In his first address as Minister for Employment, Senator Eric Abetz outlined what can be expected of The Coalition at this year’s Australian Payroll Association Conference.

The Coalition government is set to cut down on the bureaucratic burden on employers, including streamlining payroll practices, according to Senator Eric Abetz, Minister for Employment.

 “The Coalition government is committed to cutting red tape,” Senator Abetz said in his opening address at the Australian Payroll Association’s Conference this morning.

“Excessive red tape makes it harder for employers to create jobs and improve productivity,” he added, highlighting the new requirement for Parliament to spend two days a year reviewing and removing legislation and regulations that place unnecessary burden on employers and payroll administrators.

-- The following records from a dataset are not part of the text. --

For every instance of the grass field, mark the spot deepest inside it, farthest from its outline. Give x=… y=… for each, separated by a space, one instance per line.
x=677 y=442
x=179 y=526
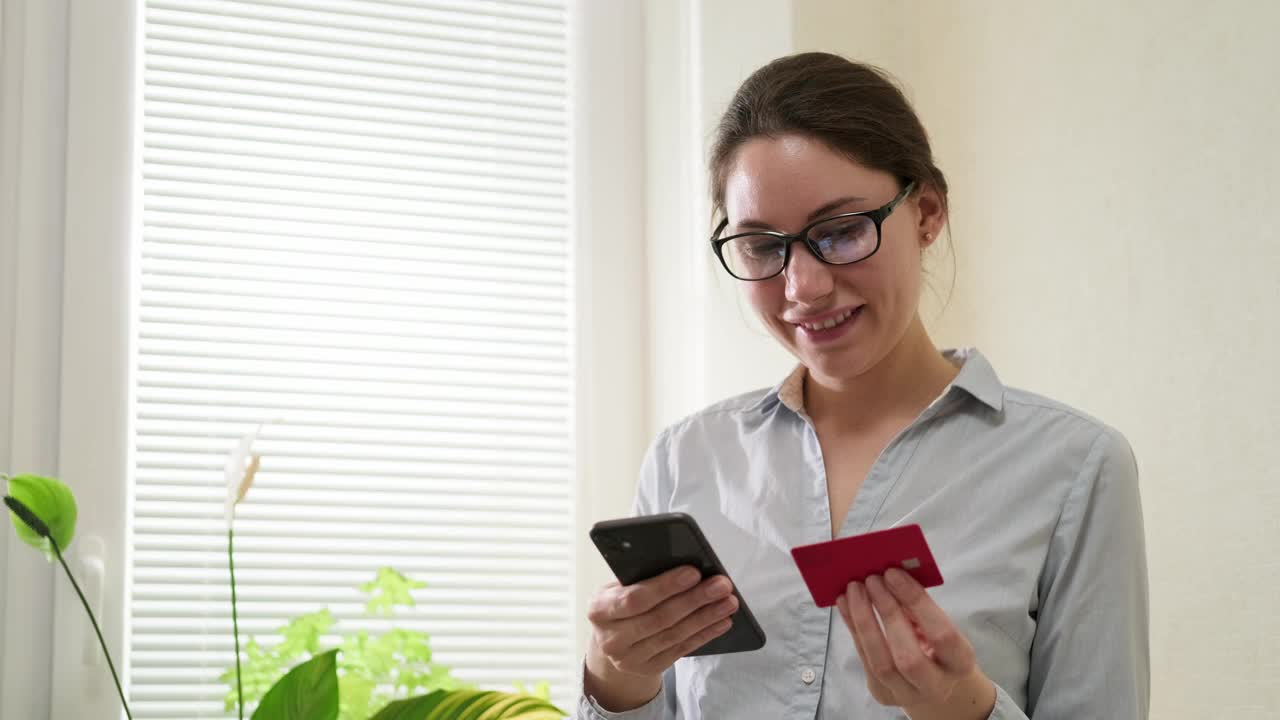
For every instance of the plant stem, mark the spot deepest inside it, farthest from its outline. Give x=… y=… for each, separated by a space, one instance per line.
x=96 y=629
x=231 y=564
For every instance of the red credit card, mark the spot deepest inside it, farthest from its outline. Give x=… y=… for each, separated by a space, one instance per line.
x=830 y=566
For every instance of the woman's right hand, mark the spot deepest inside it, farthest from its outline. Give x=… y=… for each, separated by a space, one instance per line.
x=640 y=630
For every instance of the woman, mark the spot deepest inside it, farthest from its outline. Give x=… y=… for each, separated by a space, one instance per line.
x=1031 y=507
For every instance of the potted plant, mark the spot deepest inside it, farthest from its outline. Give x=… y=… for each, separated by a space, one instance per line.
x=42 y=511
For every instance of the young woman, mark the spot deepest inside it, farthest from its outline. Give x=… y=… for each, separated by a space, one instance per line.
x=828 y=194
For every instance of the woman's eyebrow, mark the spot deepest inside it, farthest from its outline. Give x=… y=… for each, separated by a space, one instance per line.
x=823 y=210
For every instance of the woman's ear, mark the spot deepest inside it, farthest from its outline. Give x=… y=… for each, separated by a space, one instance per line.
x=933 y=215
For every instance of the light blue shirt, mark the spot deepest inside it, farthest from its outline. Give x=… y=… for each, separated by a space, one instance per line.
x=1031 y=509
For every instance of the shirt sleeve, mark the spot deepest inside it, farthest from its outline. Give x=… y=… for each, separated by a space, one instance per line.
x=1091 y=652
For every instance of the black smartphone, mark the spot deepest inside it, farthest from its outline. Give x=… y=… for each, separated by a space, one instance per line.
x=639 y=548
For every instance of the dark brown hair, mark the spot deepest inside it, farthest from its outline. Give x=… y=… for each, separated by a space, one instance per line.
x=853 y=108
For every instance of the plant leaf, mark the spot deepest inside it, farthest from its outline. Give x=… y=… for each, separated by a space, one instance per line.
x=470 y=705
x=389 y=589
x=307 y=692
x=49 y=500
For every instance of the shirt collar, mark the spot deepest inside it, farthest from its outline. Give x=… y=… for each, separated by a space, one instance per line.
x=977 y=378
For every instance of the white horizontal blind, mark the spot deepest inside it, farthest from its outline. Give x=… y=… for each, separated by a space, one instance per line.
x=355 y=219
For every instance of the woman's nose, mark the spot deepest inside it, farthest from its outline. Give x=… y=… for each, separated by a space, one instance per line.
x=808 y=278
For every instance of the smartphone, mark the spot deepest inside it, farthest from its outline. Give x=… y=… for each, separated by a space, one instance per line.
x=638 y=548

One area in which The Coalition is seeking to take a direct approach is the paid parental leave scheme. Senator Abetz explained that payments will be made directly by the Commonwealth Government. “It will be paid and administered through the family assistance office and that means no additional paperwork [for employers],” he stated.

“By contrast, I know how much of a burden has been placed on you with – in almost all instances – employers required to act as pay masters after receiving the employee’s entitlement from Centrelink. To us, that was unnecessarily complicated,” he added.

As well as expanding on more options given to small businesses regarding superannuation and reconfirming the axing of the Rudd Government’s FBT changes, Abetz detailed the reasons for changing the ministry name from ‘Employment and Workplace Relations’ to simply ‘Employment’.

He explained the change was to focus in on the fact that the first priority must be employment.

“Too often in the past we have got tangled up with workplace relations:  what the unions want, what the bosses want, what interest groups want. At the end of the day, the task of government is to ensure we create the right environment for jobs to grow and be created,” he explained.

Abetz stated he believes the government does not create employment, but instead creates the environment in which jobs can develop.

“It’s macro-economics coming together with micro-economics … you get the settings right nationally for the national economy, but you also have to get it right for the economy of the household that the wage needs to sustain,” he said. “In the space of employment it is often easy to forget in all the numbers and statistics it is about individuals.”